Le premier site d’essais français au Sahara se trouvait à côté de Reggane dans le Tanezrouf. La base avancée pour le tir était à Hamoudia. Cet ensemble, qui comprenait tous les moyens logistiques nécessaires (aérodromes, forages pour l’alimentation en eau, base-vie située à 15 km de Reggane), était dénommé Centre saharien d’expérimentations militaires (CSEM) où travaillaient 10 000 personnes civiles et militaires. Le secteur comportant une population sédentaire notable se trouvait au nord de Reggane et dans la vallée du Touat.

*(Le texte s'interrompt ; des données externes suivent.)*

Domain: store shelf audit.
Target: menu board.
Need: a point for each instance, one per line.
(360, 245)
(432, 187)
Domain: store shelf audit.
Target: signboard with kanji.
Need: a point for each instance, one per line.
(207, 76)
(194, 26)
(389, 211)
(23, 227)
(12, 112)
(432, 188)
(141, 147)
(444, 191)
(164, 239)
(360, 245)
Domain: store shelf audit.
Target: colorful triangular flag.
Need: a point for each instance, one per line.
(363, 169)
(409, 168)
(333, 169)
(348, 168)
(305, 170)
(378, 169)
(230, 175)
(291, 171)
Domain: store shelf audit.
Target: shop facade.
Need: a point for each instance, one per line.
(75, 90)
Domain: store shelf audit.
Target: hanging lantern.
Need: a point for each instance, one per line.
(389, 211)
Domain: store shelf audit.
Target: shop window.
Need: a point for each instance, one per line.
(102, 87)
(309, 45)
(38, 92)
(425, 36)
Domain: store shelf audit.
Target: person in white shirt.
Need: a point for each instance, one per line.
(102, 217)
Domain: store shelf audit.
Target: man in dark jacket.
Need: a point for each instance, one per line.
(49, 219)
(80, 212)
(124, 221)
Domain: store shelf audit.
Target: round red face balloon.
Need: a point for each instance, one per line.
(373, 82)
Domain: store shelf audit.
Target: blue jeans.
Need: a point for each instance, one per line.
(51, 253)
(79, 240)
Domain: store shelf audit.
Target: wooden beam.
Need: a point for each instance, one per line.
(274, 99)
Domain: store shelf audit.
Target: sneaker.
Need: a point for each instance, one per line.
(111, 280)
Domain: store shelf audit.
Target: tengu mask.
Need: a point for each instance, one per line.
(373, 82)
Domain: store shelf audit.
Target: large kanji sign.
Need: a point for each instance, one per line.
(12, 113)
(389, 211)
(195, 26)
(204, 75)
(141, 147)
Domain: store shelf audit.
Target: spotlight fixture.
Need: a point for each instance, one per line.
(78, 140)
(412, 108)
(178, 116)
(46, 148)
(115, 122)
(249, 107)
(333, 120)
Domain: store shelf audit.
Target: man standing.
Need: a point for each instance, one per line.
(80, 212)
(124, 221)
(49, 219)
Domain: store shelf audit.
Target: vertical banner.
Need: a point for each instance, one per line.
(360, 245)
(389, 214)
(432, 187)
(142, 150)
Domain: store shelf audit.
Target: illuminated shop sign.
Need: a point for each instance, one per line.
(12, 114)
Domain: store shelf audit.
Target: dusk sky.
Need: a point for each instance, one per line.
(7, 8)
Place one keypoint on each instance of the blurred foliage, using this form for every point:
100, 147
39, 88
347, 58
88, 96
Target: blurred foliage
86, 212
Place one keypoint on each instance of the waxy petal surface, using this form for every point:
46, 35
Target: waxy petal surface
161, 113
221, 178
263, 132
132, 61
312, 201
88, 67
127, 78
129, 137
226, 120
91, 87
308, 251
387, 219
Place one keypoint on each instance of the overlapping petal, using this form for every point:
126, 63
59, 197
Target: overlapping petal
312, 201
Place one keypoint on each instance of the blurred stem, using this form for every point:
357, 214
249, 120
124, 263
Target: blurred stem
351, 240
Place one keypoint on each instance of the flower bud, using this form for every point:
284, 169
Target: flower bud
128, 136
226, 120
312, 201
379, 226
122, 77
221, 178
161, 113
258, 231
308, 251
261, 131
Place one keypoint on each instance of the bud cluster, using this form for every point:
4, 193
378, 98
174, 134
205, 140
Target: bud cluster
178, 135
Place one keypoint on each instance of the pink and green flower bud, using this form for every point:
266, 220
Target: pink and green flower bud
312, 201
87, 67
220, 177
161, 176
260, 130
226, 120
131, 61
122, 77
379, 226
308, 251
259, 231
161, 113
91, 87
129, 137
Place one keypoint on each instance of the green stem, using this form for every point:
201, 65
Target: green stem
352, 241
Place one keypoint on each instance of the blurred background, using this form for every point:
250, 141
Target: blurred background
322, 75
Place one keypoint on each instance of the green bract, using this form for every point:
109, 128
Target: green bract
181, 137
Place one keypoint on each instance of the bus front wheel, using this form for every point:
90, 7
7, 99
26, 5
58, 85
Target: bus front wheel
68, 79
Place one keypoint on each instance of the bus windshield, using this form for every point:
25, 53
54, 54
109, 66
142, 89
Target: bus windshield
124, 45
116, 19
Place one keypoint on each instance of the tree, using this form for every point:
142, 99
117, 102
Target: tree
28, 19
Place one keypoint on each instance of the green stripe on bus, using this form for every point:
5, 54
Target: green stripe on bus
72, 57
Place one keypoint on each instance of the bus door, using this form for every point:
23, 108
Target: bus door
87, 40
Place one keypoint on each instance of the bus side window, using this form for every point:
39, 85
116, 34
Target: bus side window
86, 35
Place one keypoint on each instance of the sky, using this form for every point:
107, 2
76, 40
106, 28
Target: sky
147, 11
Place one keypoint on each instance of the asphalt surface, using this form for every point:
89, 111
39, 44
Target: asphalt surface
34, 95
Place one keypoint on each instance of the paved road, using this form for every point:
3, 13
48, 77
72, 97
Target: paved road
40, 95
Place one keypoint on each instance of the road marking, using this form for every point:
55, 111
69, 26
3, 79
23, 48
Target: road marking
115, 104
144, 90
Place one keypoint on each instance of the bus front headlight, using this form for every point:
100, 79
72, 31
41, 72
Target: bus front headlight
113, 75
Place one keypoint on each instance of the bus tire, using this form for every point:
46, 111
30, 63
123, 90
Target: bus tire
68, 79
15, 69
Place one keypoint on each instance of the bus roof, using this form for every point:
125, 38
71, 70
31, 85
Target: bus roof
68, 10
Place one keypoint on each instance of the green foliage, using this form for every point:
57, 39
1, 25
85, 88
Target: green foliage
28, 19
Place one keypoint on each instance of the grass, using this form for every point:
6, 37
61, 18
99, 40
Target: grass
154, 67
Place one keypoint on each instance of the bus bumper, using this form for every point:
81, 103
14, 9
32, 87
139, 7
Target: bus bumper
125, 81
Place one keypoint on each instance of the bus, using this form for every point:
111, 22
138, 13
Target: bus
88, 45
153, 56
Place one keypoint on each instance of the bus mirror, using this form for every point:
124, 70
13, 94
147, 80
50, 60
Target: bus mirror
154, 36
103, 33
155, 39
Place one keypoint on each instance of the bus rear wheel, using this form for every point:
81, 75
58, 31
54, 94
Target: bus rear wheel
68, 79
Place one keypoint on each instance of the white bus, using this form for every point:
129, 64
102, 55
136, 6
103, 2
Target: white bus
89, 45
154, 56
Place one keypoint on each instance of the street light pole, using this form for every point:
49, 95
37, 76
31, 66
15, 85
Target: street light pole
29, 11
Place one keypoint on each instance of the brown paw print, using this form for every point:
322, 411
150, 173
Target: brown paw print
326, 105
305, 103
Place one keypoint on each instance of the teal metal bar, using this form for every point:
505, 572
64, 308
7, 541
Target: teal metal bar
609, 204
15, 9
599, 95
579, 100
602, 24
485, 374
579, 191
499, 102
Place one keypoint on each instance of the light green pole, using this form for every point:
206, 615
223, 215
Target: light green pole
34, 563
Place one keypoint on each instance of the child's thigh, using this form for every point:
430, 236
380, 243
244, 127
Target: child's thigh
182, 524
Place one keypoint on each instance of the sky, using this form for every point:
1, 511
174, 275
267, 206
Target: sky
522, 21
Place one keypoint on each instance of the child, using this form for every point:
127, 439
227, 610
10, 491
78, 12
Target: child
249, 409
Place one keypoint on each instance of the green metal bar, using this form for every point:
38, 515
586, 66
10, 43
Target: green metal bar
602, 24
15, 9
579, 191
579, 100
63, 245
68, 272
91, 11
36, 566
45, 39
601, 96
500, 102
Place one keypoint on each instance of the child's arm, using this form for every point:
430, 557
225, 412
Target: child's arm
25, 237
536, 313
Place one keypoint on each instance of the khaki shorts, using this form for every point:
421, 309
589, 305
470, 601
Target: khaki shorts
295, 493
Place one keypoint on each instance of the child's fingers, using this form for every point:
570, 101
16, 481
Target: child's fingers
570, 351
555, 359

C’est là qu’ont eu lieu les quatre premiers tirs atmosphériques du 13 février 1960 au 25 avril 1961. Outre dans tout le Sahara algérien, les retombées radioactives ont été enregistrées jusqu’à plus de 3000 km du site (Ouagadougou, Bamako, Abidjan, Dakar, Khartoum, etc.). Face à l’ampleur de ces retombées, les essais atmosphériques ont été abandonnés pour procéder à des essais souterrains en galerie. Le choix s’est porté sur la montagne de granit Taourirt Tan Afella à proximité d’In Ecker, à 150 km au nord de Tamanrasset, où a été établi le Centre d’expérimentations militaires des oasis (CEMO) composé de 2000 personnes. Selon l’estimation de l’époque, la population sédentaire vivant dans un rayon de 100 km autour d’In Ecker ne dépassait pas 2000 habitants, les nomades n’étant pas pris en compte. Le massif a un pourtour de 40 km environ et se situe entre 1500 et 2000 m d’altitude, le plateau environnant étant à 1000 m d’altitude. Les tirs avaient lieu au fond de galeries creusées horizontalement dans la montagne, et dont la longueur était d’environ 1 km. Les galeries de tir se terminaient en colimaçon, de telle manière que l’effet mécanique du tir sur la roche provoque leur fermeture. Un bouchon de béton fermait l’entrée des galeries à la sortie. Entre le 3 novembre 1961 et le 16 février 1966, il fut ainsi procédé à 13 tirs dont les caractéristiques sont indiquées ci-après : Selon la version officielle, reprise par le rapport du Sénat, 4 essais souterrains sur 13 n’ont pas été totalement contenus ou confinés : Béryl, Améthyste, Rubis et Jade.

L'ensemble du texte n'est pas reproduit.